(3) 認証システム
ICカードを本人確認の手段として利用する範囲ならば、端末の読取装置レベルでパスワードをチェックし、本人であることを識別、認証できるが、そのカードで複数のアプリケーションにアクセスできるような場合で、いくつかのアプリケーションの利用者、サービス対象者は一定の資格を有する者に限定されるようなケースでは、各々において資格をチェックし、認証を与える手続が必要とされる。多目的総合カードにおいては、カード自体にアプリケーションに関する情報をすべて蓄積しておく方式をとらず、それぞれのアプリケーションにおいて、資格をチェックするシステムを用意する必要があろう。
(4) 適用範囲
多目的ICカードの適用範囲はカードの普及、利用定着に大きな影響を与える要素である。複数の行政サービスの利用を可能にすることに加え、ここでは、民間サービスヘの拡張をまとめておく必要がある。特に、行政サービスに利用したときの、手数料、実費、税、保険、罰金等各種納付に関して、サービスを受けたり、アクセスしたりした時点で同時に、自動的に支払うことができる仕組みが必要である。例えば、住民票の写しの自動交付機の場合、現在、手数料を現金で交付機に投入しているが、そのために行政機関側は適時、釣銭用のコインを補充したり、毎日現金の回収を行ったりする作業が必要になり、その管理、経理等に多くの労力がかかるといわれている。

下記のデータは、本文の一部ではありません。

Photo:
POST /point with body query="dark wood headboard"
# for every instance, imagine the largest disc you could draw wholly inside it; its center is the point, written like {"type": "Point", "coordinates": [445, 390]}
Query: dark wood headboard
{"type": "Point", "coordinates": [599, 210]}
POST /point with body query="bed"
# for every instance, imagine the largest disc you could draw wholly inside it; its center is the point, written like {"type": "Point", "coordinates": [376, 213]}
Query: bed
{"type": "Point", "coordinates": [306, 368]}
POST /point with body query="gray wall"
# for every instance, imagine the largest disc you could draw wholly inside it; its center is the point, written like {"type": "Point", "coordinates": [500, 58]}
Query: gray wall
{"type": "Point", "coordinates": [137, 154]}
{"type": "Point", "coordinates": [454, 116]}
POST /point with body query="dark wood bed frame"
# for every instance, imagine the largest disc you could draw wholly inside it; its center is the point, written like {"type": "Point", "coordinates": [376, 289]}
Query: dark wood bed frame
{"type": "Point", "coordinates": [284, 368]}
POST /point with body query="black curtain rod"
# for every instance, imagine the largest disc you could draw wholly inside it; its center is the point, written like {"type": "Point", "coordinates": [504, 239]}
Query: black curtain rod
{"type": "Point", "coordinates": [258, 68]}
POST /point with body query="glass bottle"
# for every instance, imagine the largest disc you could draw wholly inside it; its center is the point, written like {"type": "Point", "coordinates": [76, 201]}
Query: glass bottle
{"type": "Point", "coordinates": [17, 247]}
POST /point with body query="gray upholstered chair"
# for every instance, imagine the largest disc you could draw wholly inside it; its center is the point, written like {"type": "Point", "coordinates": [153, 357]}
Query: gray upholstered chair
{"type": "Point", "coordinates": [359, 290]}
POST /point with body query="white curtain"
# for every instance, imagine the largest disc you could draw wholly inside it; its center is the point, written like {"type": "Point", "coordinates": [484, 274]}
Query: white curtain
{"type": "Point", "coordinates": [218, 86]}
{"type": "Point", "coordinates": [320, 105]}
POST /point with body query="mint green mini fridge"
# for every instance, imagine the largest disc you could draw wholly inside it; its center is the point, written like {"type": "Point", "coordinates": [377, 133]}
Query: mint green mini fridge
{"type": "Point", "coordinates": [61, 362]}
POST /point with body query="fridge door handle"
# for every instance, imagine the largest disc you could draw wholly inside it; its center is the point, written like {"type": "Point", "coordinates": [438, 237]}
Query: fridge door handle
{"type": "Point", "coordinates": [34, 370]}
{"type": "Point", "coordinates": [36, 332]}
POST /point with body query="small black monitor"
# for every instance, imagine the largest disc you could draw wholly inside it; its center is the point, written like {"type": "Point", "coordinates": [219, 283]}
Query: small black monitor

今後、普及が進むと想定されているデビット・カードによる引き落とし支払いができれば、双方にとって便利であると考えられる。特定地域においてICカードを多目的に活用する実験において、民間主導のICカードにオプションとして、市の行政サービスヘの利用を用意した例があるが、行政サービスと金融との連携等、民間サービスの両方をサポートする構想は現在のところ行政機関側にはない。これは、主として、個人情報の保護という観点から制限しているものである。例えば、住民基本台帳ネットワークにおいては、住民カードは行政機関内の利用にとどめ、民間事業者は住民票コードの提示を求めてはいけないとしており、今の構想では、手数料等の支払いにデビット・カードを用いるということは不可能である。